CA Rennes, 7e ch., 26 janvier 2011, n° 10-00147
RENNES
Arrêt
Infirmation
PARTIES
Demandeur :
IMS Ille et Vilaine Mayenne Sanitherm (SA)
Défendeur :
Hervault, Centaure(SA), Ram Gamex (Sté), RSI Bretagne
COMPOSITION DE LA JURIDICTION
Président :
Mme Laurent
Conseillers :
M. Garrec, Mme Lafay
Avoués :
SCP Gautier-Lhermitte, SCP d'Aboville de Moncuit St Hilaire, SCP Guillou & Renaudin, SCP Bourges & Bourges
Avocats :
ASS ABC, Me Doucet, SELARL André & Salliou
Le 22 mars 2005 Monsieur Sébastien Hervault, artisan plombier chauffagiste, a acquis auprès de la société IMS Ille et Vilaine Mayenne Sanitherm une échelle transformable Centaure T2 fabriquée par la société Centaure, livrée le 30 mars 2005.

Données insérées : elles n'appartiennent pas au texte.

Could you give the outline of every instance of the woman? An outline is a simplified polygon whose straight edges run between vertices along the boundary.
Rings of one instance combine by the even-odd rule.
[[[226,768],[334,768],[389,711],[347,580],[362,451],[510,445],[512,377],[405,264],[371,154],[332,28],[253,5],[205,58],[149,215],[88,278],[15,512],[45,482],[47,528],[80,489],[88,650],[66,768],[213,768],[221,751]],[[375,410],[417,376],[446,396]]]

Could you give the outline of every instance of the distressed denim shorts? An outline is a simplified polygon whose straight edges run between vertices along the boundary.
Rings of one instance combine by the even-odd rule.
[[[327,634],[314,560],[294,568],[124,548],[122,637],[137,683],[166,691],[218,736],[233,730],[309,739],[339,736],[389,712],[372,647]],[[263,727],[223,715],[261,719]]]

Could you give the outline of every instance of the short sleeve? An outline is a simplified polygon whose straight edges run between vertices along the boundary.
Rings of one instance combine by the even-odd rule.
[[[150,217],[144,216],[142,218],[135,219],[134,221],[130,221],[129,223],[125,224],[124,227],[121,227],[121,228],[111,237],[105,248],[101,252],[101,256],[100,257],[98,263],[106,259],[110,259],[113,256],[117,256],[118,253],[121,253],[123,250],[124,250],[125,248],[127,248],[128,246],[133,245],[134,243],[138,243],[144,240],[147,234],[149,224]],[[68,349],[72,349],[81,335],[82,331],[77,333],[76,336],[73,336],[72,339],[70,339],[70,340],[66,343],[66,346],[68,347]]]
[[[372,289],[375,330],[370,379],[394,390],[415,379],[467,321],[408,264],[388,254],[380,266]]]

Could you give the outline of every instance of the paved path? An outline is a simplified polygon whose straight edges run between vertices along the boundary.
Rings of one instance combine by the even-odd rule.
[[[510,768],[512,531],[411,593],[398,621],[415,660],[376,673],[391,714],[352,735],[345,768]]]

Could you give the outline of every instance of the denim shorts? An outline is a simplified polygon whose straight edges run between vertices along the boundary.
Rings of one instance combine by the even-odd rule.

Le 20 avril 2005 au cours de la réalisation de travaux dans une école publique sur un plafond suspendu, le pied de l'échelle s'est rompu, ce qui a provoqué la chute de Monsieur Hervault et lui a occasionné une fracture de vertèbre dorsale nécessitant une intervention chirurgicale et une incapacité temporaire de travail de 90 jours.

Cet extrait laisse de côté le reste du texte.